You can use either of the following syntaxes to start or stop a service remotely on another computer using an elevated Command Prompt:

SC \\[ComputerName] Start [ServiceName]
SC \\[ComputerName] Stop [ServiceName]

Start, Stop, Restart Windows Services Remotely using PsService

Like PsExec, PsList, and PsKill, PsService is another tool part of the Sysinternals PsTools suite used to manage Windows services remotely.

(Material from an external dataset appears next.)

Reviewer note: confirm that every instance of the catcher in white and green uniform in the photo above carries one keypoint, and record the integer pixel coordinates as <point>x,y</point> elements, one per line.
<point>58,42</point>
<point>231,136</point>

Use the following steps to use PsService to start or stop a Windows service on a remote PC:

1. Start by downloading the PsTools.

   

2. Extract the contents of the PsTool file.

   

3. Now launch an elevated Command Prompt and then use the CD cmdlet to change your directory to the extract PsTools folders.

   CD [PathToPsTools]

   

4. Now use the following cmdlets to start or stop a Windows process on the remote computer:

   Replace [ComputerName] with the name of the remote PC, [ServiceName] with the name of the service, and [Action] with either “Start”, “Stop”, or “Restart”, depending on what you want to do with the service.

   PsService \\[ComputerName] [Action] [ServiceName]

   

Final Verdict

This article lists the various methods that can be used to manage Windows services and processes remotely, so you do not need to have physical access to a server/computer.

As you may notice, most of the methods discussed are using the command-line interfaces on Windows OS. This is because the command line usually provides more options to better control and manage the various Windows components when compared to the regular GUI-based interface.

If you are a sysadmin, then surely this article is worth a read.